Richard Jackson, MD
Saver JL, Mattle HP, Thaler D. Patent Foramen Ovale Closure Versus Medical Therapy for Cryptogenic Ischemic Stroke: A Topical Review. Stroke. 2018
This is a much-needed review on the topic of patent foramen ovale (PFO) closure to help guide physician decision-making in cryptogenic stroke in the young adult. The finding of a PFO in a young or middle-aged ischemic stroke patient is a common clinical dilemma which now has data to guide physician treatment decisions. Three new trials — RESPECT, REDUCE, and CLOSE — in 2017 have added new research into our understanding of the role of PFO in ischemic stroke.

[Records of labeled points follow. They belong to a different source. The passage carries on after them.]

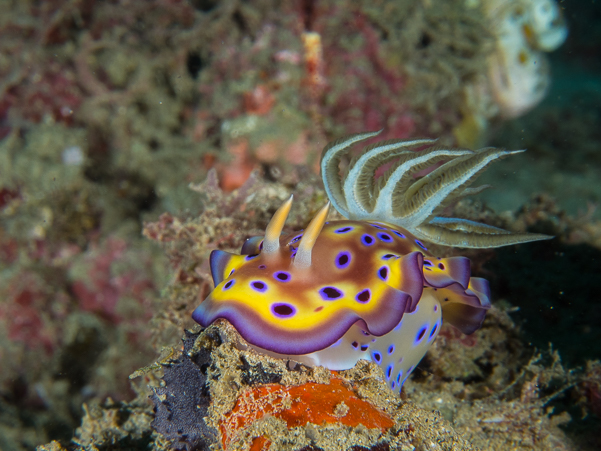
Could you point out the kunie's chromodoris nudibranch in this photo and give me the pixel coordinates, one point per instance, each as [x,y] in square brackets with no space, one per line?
[366,287]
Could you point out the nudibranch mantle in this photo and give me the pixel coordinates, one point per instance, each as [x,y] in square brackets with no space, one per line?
[347,290]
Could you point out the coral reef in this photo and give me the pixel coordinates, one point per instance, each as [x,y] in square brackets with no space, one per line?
[108,110]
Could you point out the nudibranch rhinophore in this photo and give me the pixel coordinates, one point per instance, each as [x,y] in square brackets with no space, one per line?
[366,287]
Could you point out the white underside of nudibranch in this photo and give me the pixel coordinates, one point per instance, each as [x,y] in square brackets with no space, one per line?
[397,353]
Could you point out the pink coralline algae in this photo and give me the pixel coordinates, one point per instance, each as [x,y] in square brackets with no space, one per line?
[105,289]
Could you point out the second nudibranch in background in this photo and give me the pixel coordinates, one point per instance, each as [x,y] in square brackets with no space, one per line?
[366,287]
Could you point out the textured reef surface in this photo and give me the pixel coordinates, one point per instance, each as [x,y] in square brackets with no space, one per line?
[111,111]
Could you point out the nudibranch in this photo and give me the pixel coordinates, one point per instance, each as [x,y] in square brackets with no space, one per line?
[365,287]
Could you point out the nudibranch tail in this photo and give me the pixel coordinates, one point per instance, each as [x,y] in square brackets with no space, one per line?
[271,243]
[305,247]
[404,198]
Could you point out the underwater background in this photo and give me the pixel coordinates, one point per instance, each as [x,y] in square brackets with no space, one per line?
[138,136]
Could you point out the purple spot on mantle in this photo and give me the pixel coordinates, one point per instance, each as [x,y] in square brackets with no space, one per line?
[259,286]
[343,259]
[383,273]
[343,230]
[282,310]
[367,239]
[420,244]
[420,335]
[377,356]
[282,276]
[399,234]
[384,237]
[434,329]
[363,296]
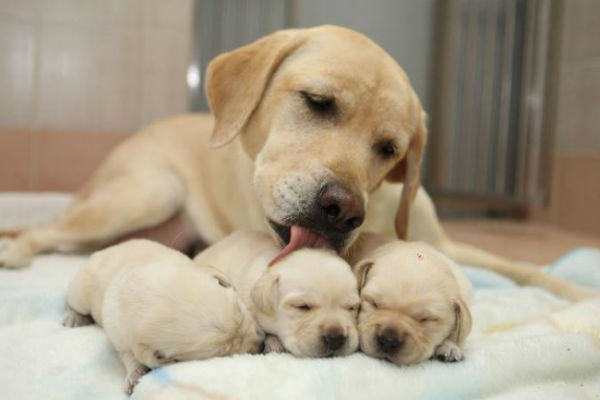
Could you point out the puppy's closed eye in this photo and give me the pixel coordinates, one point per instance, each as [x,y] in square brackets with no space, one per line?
[427,318]
[163,359]
[371,302]
[303,307]
[353,307]
[222,282]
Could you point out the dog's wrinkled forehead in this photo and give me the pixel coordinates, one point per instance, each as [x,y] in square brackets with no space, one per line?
[360,75]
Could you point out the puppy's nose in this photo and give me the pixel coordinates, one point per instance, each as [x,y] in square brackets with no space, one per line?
[334,341]
[341,208]
[389,342]
[260,347]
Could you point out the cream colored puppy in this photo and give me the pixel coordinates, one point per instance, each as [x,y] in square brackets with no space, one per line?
[413,301]
[308,300]
[157,307]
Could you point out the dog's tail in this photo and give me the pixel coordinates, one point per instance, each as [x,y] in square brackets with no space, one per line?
[522,273]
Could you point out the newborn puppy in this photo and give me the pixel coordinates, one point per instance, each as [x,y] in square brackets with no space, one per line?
[157,307]
[308,300]
[413,301]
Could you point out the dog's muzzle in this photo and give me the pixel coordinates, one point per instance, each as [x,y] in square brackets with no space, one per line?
[335,213]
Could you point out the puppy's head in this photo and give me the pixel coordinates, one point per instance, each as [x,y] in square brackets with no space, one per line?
[206,318]
[327,115]
[310,301]
[410,303]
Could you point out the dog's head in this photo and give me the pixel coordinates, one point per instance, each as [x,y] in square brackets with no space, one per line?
[410,303]
[327,115]
[206,319]
[310,301]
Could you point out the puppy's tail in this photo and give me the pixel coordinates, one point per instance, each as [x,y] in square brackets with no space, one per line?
[521,273]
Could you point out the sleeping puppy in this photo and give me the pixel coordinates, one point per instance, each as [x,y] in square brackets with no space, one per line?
[413,301]
[307,301]
[157,307]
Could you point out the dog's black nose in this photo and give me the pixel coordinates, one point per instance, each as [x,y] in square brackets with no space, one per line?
[340,208]
[389,342]
[334,341]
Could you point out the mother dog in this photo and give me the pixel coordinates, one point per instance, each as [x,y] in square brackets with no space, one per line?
[316,122]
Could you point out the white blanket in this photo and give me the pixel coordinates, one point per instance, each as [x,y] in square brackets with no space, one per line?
[525,344]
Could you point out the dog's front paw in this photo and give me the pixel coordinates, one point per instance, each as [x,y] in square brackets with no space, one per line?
[273,345]
[134,377]
[72,319]
[449,352]
[13,256]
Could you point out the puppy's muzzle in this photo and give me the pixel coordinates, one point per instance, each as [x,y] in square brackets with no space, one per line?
[337,209]
[334,339]
[388,341]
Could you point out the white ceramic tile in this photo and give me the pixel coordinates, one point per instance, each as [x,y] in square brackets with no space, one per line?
[176,14]
[17,59]
[165,59]
[88,79]
[578,118]
[91,12]
[19,10]
[581,30]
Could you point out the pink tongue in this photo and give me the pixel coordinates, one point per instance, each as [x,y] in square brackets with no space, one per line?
[301,237]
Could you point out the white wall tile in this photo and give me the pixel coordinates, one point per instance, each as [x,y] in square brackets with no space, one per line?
[91,12]
[88,79]
[19,10]
[17,58]
[164,60]
[176,14]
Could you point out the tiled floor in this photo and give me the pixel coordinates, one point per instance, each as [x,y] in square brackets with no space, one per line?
[527,241]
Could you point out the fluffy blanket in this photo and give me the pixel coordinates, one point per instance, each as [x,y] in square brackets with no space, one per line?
[525,343]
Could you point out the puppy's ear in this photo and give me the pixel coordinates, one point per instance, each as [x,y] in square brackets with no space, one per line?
[236,81]
[265,293]
[409,171]
[462,325]
[361,271]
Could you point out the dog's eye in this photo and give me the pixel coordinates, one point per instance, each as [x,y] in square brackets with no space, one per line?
[318,103]
[354,307]
[428,318]
[386,149]
[223,282]
[303,307]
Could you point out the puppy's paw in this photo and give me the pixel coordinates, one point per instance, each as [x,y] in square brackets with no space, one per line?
[449,352]
[273,345]
[73,319]
[134,377]
[13,256]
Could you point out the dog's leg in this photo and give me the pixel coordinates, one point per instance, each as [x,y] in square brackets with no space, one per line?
[114,208]
[425,226]
[521,273]
[73,319]
[448,352]
[273,345]
[134,371]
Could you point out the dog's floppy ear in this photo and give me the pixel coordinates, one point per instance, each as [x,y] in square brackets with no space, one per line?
[265,293]
[462,324]
[235,81]
[409,171]
[361,270]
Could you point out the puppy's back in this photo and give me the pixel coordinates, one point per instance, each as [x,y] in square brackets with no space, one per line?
[236,251]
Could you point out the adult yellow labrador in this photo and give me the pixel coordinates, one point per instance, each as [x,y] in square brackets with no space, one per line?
[310,127]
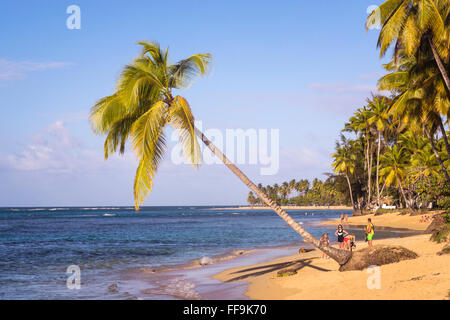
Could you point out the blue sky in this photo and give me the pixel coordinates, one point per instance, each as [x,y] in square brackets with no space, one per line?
[301,67]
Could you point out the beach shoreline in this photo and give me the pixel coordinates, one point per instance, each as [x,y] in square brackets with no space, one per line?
[427,277]
[288,208]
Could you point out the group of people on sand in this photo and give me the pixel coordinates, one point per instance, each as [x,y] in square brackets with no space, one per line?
[344,217]
[347,241]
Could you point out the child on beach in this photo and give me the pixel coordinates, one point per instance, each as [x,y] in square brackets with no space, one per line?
[325,241]
[349,242]
[341,234]
[370,231]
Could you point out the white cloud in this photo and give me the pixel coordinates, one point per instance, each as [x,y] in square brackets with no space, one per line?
[55,150]
[17,70]
[342,87]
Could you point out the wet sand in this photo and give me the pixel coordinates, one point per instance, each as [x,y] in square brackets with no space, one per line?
[290,208]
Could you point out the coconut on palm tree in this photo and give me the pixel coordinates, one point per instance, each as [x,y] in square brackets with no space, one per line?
[145,104]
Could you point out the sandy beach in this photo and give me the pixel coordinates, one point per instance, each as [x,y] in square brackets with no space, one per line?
[427,277]
[290,208]
[390,220]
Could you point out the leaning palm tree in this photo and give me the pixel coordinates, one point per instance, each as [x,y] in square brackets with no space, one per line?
[144,104]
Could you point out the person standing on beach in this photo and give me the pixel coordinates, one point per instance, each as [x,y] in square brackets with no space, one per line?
[370,231]
[341,234]
[325,241]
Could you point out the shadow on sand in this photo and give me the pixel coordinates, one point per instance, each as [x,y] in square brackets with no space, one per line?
[292,265]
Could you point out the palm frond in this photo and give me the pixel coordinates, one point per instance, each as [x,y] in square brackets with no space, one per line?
[181,117]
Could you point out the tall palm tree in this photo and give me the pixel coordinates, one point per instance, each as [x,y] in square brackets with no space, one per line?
[395,162]
[360,126]
[344,163]
[144,104]
[378,116]
[421,100]
[412,23]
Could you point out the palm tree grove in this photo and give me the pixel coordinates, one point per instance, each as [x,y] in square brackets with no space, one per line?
[193,151]
[394,150]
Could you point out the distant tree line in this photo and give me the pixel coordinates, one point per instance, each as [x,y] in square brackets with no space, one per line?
[332,191]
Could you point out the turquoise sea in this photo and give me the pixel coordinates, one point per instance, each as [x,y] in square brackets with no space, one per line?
[132,250]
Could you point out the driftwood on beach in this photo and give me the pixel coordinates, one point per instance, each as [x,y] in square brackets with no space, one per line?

The article begins with a review of the epidemiology of PFO. In the general population, PFOs are present in 20-25% of individuals. In cryptogenic stroke, the prevalence is 50-60%, which translates to a 2.3 fold increased relative risk. The authors theorize through probability theory that PFO is, therefore, causative in the mechanism of stroke in 73% of patients with cryptogenic stroke and incidental in 23% of patients with cryptogenic stroke.
The article then addresses diagnosis. Of particular note is that during the routine stroke work-up, testing with transthoracic echo has a sensitivity of 50-60% while transesophageal echocardiography has a sensitivity of 90%. Importantly, it is stated that “a high grade alternative source of stroke in the work-up greatly lessens the likelihood that a medium grade source like PFO is causative.” In Figure 2, which features the study populations in all 6 trials of PFO closure, patients had an incidence of 11-31% HTN, 14-44% HLD, and 13-29% smoking. This is significant because there is a high grade alternative source in 10-30% of the patient populations of the PFO trials making the medium grade source PFO less likely.
The authors describe five clinical features that increase the likelihood that a PFO is causative: concurrent deep or superficial venous thromboembolism; increased right to left shunt flow, either permanently or transiently; the presence of an atrial septal aneurysm; MRI evidence of embolism (based on infarct topography); and absence of risk factors for atherosclerosis.
The next part of the article addresses the treatment options, which include medical therapy, open closure, and percutaneous devices, both older umbrella-clamshell models and new double-disk models. The new percutaneous options bypass the risks of open surgery. The recent trials showed that there were fewer ischemic events, thrombosis on device, and atrial fibrillation with the double disk devices Amplatzer PFO Occluder (1.4%, 0%, 3.6%) and HELEX Occluder (4.1%, 0.5%, 2.3%) than the umbrella clamshell device (5.9%, 5.0%, 12.3%). In a meta-analysis of the three recent trials, device closure plus antiplatelet reduced the rate of ischemic stroke HR 0.30 compared to medical therapy alone with either antiplatelet or anticoagulation and a difference between the double disk (HR 0.20) compared to the umbrella clamshell devices (HR 0.90) with an event rate of 6.0% over 5 years with medical therapy versus 1.8% with device closure plus long term antiplatelet. The comparison of device closure plus anticoagulation versus anticoagulation alone was underpowered. Effective PFO closure in the trials was reported to be 93-96% with complications 0-1% and a post-procedure risk of atrial fibrillation of 3.2% but only an annual increase risk of atrial fibrillation from 0.39% versus 0.26% per year.
Three groups were identified as having a magnified reduction in recurrent ischemic stroke: atrial septal aneurysm, larger shunt sizes, and index ischemic event not confined to single deep penetrating artery. However, the magnitude of benefit overall is stated to be moderate with a number needed to treat of 24 over 5 years. A lesser number is needed to treat in atrial septal aneurysm (NNT=13) and moderate-substantial shunts (NNT=18) with an annual recurrent ischemic stroke reduction in the medical therapy alone of 1.2%, which is less than other causes of stroke.
The article concludes with valuable recommendations on management and directions for future research. Patients can, therefore, choose between two good options: medical therapy alone with a modest recurrence rate or closure device combined with antiplatelet therapy with a dramatic relative and moderate absolute further reduction in risk. Anticoagulation versus device placement plus medical management, patients older than 60 years of age, and the presence of risk factors other than PFO in the trials require further study and are still hypothesis-generating, but the safety and benefit in a select group of patients is encouraging.